We noticed the following intermittent errors: ActiveRecord::ConnectionTimeoutError: could not obtain a database connection within 5.000 seconds (waited 5.000 seconds). This didn’t make any sense because theoretically each thread could have its own dedicated connection to the database. Taking a peek at the database, it appeared that Sidekiq was occasionally leaking connections.

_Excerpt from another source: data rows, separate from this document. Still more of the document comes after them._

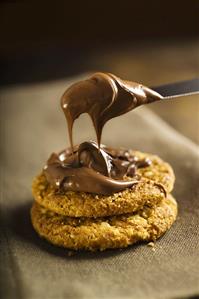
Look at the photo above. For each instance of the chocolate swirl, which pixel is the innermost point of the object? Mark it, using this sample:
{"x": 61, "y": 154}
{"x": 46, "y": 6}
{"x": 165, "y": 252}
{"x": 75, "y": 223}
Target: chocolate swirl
{"x": 90, "y": 167}
{"x": 93, "y": 170}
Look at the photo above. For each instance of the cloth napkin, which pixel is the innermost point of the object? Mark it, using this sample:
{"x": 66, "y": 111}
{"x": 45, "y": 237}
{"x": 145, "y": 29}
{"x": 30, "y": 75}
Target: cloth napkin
{"x": 33, "y": 126}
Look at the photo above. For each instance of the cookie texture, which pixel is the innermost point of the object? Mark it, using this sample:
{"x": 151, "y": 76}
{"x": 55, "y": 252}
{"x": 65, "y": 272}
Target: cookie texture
{"x": 147, "y": 224}
{"x": 154, "y": 180}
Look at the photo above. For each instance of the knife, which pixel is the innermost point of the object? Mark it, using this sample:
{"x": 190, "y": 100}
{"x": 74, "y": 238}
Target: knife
{"x": 178, "y": 89}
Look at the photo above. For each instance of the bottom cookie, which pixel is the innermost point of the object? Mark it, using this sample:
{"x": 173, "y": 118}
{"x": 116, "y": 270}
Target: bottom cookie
{"x": 147, "y": 224}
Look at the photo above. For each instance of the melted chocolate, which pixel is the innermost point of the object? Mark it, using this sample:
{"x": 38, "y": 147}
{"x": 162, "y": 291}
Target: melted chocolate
{"x": 93, "y": 170}
{"x": 89, "y": 167}
{"x": 103, "y": 96}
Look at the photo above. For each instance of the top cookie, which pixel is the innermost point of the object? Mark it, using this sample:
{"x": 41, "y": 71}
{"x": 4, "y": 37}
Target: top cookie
{"x": 149, "y": 191}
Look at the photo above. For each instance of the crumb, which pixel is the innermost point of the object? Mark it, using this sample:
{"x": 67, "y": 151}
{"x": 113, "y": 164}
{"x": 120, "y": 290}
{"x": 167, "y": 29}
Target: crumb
{"x": 70, "y": 253}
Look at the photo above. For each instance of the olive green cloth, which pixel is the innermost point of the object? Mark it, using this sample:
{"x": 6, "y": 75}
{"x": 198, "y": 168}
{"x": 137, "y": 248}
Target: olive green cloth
{"x": 32, "y": 126}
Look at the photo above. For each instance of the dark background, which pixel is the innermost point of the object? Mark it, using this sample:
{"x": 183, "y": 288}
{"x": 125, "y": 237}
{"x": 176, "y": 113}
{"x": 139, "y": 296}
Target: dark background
{"x": 43, "y": 40}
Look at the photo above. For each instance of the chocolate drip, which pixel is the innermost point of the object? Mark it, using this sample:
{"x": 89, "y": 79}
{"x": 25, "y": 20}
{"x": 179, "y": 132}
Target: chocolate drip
{"x": 103, "y": 96}
{"x": 89, "y": 167}
{"x": 93, "y": 170}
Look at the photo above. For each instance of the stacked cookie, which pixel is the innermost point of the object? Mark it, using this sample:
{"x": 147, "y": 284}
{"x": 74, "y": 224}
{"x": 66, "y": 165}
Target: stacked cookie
{"x": 79, "y": 220}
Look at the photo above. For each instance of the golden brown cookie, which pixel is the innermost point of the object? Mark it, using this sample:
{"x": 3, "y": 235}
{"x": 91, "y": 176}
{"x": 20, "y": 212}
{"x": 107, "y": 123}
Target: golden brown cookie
{"x": 77, "y": 204}
{"x": 120, "y": 231}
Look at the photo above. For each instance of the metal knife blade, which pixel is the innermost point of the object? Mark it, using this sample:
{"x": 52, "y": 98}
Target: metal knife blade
{"x": 178, "y": 89}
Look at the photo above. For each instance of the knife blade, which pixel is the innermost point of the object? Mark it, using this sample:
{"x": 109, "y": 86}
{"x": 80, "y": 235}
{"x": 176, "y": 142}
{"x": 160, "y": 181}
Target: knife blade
{"x": 178, "y": 89}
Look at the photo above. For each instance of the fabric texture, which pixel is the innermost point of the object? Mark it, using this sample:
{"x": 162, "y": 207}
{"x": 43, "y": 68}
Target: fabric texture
{"x": 33, "y": 126}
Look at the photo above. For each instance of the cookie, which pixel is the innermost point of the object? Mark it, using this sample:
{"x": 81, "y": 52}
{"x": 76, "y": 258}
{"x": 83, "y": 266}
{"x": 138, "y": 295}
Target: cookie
{"x": 148, "y": 191}
{"x": 120, "y": 231}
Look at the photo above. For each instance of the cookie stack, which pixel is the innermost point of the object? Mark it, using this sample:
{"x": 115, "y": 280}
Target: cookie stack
{"x": 79, "y": 220}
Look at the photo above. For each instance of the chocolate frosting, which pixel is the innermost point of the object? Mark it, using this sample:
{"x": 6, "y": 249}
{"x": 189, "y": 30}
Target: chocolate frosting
{"x": 93, "y": 170}
{"x": 91, "y": 167}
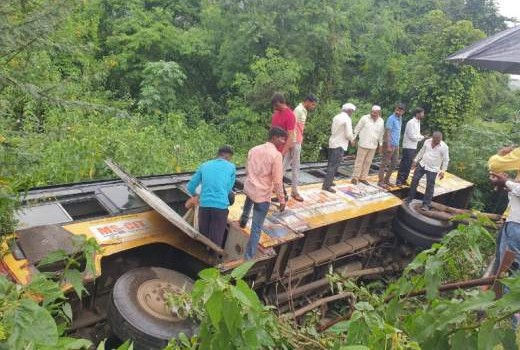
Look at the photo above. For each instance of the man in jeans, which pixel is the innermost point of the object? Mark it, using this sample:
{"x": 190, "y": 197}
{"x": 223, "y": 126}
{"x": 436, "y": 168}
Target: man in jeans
{"x": 292, "y": 158}
{"x": 507, "y": 159}
{"x": 432, "y": 160}
{"x": 391, "y": 145}
{"x": 341, "y": 135}
{"x": 370, "y": 129}
{"x": 284, "y": 118}
{"x": 412, "y": 135}
{"x": 264, "y": 171}
{"x": 509, "y": 236}
{"x": 216, "y": 178}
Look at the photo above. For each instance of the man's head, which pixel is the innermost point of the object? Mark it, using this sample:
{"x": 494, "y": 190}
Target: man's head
{"x": 375, "y": 112}
{"x": 277, "y": 136}
{"x": 278, "y": 102}
{"x": 225, "y": 152}
{"x": 418, "y": 113}
{"x": 436, "y": 138}
{"x": 399, "y": 109}
{"x": 348, "y": 108}
{"x": 309, "y": 102}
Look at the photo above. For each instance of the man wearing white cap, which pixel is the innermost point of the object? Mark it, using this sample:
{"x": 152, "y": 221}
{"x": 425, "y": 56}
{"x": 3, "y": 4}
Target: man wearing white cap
{"x": 370, "y": 130}
{"x": 341, "y": 135}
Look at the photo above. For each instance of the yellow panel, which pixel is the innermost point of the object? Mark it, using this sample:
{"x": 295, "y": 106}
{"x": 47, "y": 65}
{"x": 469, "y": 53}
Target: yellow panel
{"x": 450, "y": 183}
{"x": 320, "y": 208}
{"x": 120, "y": 233}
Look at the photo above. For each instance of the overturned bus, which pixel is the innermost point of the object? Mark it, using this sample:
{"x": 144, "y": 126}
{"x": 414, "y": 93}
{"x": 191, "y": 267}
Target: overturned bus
{"x": 148, "y": 248}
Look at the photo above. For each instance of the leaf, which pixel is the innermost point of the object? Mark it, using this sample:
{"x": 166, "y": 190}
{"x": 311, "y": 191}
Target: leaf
{"x": 233, "y": 318}
{"x": 214, "y": 307}
{"x": 49, "y": 290}
{"x": 240, "y": 271}
{"x": 55, "y": 256}
{"x": 245, "y": 295}
{"x": 488, "y": 336}
{"x": 509, "y": 339}
{"x": 464, "y": 340}
{"x": 75, "y": 278}
{"x": 67, "y": 343}
{"x": 32, "y": 324}
{"x": 209, "y": 274}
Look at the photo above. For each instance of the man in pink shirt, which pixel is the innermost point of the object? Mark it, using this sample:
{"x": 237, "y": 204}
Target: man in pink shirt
{"x": 284, "y": 118}
{"x": 264, "y": 172}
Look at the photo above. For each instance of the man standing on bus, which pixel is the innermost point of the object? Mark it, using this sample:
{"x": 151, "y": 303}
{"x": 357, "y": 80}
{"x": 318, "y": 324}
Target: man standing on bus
{"x": 412, "y": 135}
{"x": 292, "y": 158}
{"x": 391, "y": 145}
{"x": 216, "y": 178}
{"x": 264, "y": 175}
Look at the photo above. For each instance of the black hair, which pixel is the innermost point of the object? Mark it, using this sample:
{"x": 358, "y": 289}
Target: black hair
{"x": 226, "y": 149}
{"x": 417, "y": 110}
{"x": 276, "y": 132}
{"x": 277, "y": 98}
{"x": 311, "y": 98}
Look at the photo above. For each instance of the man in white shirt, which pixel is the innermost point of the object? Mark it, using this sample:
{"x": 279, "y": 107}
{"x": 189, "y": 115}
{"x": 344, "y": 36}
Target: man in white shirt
{"x": 341, "y": 135}
{"x": 432, "y": 160}
{"x": 412, "y": 135}
{"x": 370, "y": 130}
{"x": 292, "y": 158}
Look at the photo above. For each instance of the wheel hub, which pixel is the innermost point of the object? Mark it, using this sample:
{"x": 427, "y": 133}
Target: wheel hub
{"x": 151, "y": 296}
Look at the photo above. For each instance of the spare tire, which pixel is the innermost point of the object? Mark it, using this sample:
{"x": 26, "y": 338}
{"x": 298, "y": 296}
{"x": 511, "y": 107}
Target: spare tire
{"x": 412, "y": 236}
{"x": 138, "y": 311}
{"x": 409, "y": 215}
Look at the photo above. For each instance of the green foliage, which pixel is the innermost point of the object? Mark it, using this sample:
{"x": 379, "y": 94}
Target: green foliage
{"x": 159, "y": 86}
{"x": 231, "y": 315}
{"x": 458, "y": 320}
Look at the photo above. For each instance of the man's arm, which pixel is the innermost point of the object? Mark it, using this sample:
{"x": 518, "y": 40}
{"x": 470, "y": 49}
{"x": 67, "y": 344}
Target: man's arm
{"x": 349, "y": 135}
{"x": 507, "y": 162}
{"x": 277, "y": 172}
{"x": 445, "y": 159}
{"x": 419, "y": 155}
{"x": 412, "y": 133}
{"x": 232, "y": 179}
{"x": 514, "y": 187}
{"x": 445, "y": 162}
{"x": 359, "y": 126}
{"x": 194, "y": 181}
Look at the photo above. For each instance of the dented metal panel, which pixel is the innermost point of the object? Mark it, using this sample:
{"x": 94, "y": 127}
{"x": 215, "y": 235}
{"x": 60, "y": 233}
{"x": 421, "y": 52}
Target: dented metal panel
{"x": 320, "y": 208}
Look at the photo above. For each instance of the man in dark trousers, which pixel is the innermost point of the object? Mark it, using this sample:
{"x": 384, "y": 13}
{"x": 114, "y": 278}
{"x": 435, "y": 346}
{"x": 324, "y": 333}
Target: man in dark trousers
{"x": 341, "y": 136}
{"x": 391, "y": 145}
{"x": 264, "y": 171}
{"x": 284, "y": 118}
{"x": 412, "y": 135}
{"x": 216, "y": 178}
{"x": 432, "y": 161}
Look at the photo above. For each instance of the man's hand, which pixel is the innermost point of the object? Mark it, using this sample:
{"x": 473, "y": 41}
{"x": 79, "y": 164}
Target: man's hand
{"x": 498, "y": 180}
{"x": 505, "y": 150}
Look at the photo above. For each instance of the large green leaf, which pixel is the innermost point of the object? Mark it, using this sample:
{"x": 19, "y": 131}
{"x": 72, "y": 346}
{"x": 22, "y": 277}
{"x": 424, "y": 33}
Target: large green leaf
{"x": 75, "y": 278}
{"x": 214, "y": 307}
{"x": 32, "y": 325}
{"x": 240, "y": 271}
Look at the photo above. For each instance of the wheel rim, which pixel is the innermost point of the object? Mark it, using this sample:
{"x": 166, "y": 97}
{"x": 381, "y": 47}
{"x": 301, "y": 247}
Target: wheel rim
{"x": 151, "y": 296}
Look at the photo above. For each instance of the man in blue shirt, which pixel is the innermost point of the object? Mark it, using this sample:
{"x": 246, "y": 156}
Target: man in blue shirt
{"x": 391, "y": 145}
{"x": 216, "y": 178}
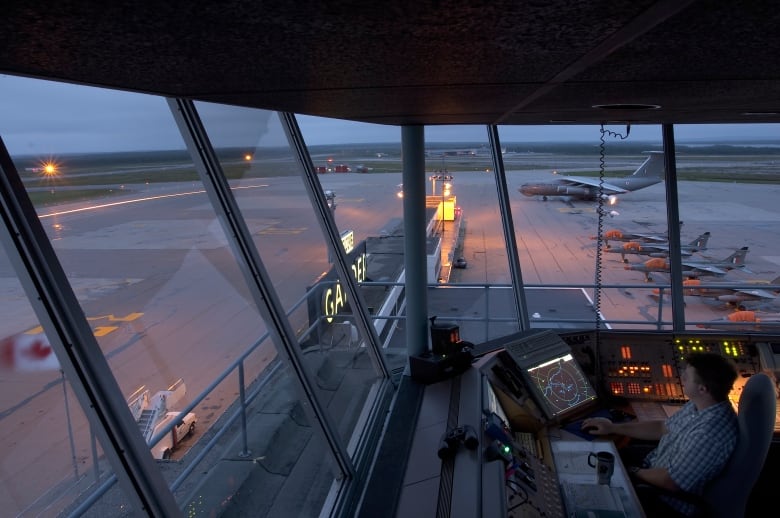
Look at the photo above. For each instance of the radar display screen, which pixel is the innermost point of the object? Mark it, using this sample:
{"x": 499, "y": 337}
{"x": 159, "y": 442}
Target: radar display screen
{"x": 560, "y": 386}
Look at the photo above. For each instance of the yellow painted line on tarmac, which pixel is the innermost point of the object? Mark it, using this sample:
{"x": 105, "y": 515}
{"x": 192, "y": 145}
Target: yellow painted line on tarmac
{"x": 577, "y": 210}
{"x": 104, "y": 330}
{"x": 98, "y": 330}
{"x": 281, "y": 231}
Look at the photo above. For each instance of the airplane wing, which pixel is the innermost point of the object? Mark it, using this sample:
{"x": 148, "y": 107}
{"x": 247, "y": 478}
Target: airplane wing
{"x": 759, "y": 294}
{"x": 705, "y": 268}
{"x": 592, "y": 182}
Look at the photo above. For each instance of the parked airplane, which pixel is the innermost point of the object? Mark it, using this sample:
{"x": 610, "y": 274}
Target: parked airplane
{"x": 649, "y": 173}
{"x": 659, "y": 249}
{"x": 693, "y": 269}
{"x": 615, "y": 234}
{"x": 728, "y": 294}
{"x": 745, "y": 321}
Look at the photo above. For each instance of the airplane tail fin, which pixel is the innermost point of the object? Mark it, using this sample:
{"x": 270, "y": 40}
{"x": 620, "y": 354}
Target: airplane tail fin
{"x": 653, "y": 167}
{"x": 700, "y": 243}
{"x": 737, "y": 259}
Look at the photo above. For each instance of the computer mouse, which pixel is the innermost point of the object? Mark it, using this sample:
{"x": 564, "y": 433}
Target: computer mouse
{"x": 618, "y": 415}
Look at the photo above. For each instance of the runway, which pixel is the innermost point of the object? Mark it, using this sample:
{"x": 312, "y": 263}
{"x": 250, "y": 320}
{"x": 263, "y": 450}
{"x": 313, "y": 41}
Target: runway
{"x": 166, "y": 260}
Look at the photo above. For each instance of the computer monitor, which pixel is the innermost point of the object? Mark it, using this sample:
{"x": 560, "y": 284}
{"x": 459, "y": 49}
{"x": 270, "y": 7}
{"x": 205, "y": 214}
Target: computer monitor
{"x": 557, "y": 383}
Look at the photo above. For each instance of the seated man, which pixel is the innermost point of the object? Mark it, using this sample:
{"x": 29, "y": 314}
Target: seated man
{"x": 693, "y": 445}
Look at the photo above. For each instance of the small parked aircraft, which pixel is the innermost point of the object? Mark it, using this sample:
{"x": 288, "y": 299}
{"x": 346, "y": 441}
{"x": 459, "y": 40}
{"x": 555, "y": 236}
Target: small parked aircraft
{"x": 729, "y": 294}
{"x": 745, "y": 321}
{"x": 649, "y": 173}
{"x": 693, "y": 269}
{"x": 658, "y": 249}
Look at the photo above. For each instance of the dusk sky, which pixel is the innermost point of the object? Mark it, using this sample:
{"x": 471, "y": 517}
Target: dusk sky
{"x": 43, "y": 117}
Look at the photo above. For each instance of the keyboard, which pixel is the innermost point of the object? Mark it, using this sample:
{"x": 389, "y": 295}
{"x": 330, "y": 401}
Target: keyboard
{"x": 527, "y": 441}
{"x": 582, "y": 498}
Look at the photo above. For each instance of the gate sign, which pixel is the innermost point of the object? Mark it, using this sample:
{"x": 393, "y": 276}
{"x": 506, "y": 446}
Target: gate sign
{"x": 28, "y": 353}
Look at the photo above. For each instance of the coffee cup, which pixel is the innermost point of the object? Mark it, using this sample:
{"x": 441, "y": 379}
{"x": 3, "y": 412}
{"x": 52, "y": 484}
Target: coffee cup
{"x": 604, "y": 462}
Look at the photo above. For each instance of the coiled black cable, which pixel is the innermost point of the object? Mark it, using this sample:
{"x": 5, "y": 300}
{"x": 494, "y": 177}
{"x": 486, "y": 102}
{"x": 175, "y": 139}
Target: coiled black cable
{"x": 600, "y": 211}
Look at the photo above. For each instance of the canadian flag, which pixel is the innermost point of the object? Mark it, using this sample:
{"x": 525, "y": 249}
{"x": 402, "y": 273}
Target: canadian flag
{"x": 28, "y": 353}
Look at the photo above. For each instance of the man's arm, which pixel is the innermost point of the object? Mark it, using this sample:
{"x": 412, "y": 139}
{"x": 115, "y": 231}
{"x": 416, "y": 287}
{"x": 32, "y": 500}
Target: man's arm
{"x": 650, "y": 430}
{"x": 658, "y": 477}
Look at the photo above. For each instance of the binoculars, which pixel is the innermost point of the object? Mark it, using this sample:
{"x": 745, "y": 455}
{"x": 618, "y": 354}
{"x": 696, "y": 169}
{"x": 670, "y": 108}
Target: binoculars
{"x": 452, "y": 439}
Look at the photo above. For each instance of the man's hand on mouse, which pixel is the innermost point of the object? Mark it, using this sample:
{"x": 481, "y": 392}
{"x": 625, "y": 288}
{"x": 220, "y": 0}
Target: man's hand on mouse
{"x": 597, "y": 425}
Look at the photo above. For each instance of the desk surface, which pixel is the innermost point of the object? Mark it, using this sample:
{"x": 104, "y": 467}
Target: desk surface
{"x": 571, "y": 464}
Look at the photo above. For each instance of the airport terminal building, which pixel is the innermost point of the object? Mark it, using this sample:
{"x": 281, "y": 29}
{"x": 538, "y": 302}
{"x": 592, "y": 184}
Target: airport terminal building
{"x": 222, "y": 297}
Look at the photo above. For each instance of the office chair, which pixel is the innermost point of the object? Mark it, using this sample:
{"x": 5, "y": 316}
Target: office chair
{"x": 726, "y": 496}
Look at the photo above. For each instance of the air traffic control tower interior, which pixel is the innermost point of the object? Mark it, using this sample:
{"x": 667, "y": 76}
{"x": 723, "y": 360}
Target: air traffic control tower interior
{"x": 334, "y": 259}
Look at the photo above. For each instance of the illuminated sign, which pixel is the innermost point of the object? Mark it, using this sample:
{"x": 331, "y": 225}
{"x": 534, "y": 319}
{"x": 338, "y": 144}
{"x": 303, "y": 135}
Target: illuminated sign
{"x": 334, "y": 298}
{"x": 348, "y": 241}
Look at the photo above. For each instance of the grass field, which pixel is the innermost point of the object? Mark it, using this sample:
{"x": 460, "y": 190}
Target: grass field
{"x": 85, "y": 176}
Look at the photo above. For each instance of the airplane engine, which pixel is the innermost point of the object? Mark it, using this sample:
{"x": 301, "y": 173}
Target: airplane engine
{"x": 657, "y": 263}
{"x": 573, "y": 191}
{"x": 743, "y": 316}
{"x": 732, "y": 299}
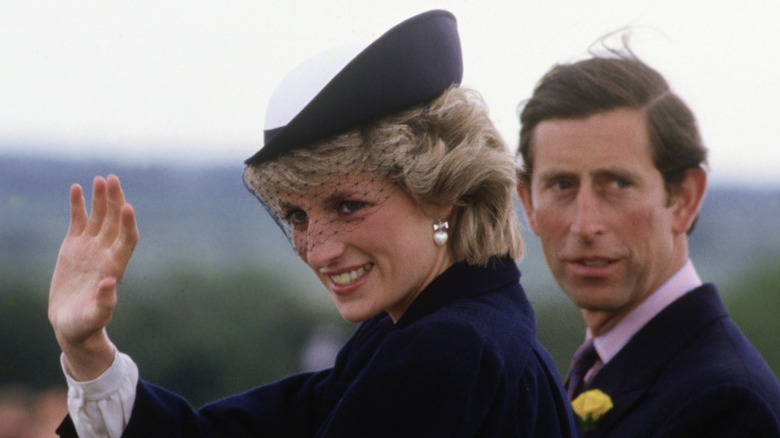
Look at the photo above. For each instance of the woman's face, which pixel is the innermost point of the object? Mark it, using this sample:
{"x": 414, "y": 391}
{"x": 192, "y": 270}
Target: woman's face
{"x": 368, "y": 242}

We decided mitigate this problem by wrapping any calls to the database in the thread-safe method ActiveRecord::Base.connection_pool.with_connection. Any job that needs to connect to ActiveRecord now inherits from:

1
2
3
4
5
6
7
8
9
10
11
12
module Jobs
  class BaseActiveRecordJob
    def perform(*args)
      ActiveRecord::Base.connection_pool.with_connection do
        perform_with_ar_connection(*args)
      end
    ensure
      ActiveRecord::Base.clear_active_connections!
      ActiveRecord::Base.connection.close
    end
  end
end

Our new job looks like:

1
2
3
4
5
6
7
8
9
module Jobs
  class SharethroughJob < BaseActiveRecordJob
    include Sidekiq::Worker

    def perform_with_ar_connection(object_id)
      #do work touching the db
    end
  end
end

Future Improvements

Now that all our jobs are moved over to Sidekiq and everything is stable, we would like to experiment with optimizing our use of Sidekiq. We are in the process of experimenting with increasing our concurrency. Additionally, we would like to run more Sidekiq processes on our worker boxes.

We are curious to assess Sidekiq’s Enterprise version, Sidekiq Enterprise which offers additional features, such as improved reliability, batch jobs, and even support.

We’re going to try and port over our jobs logic to use the new ActiveJob API, so that hopefully in the future swapping out message queue backends will be less painful.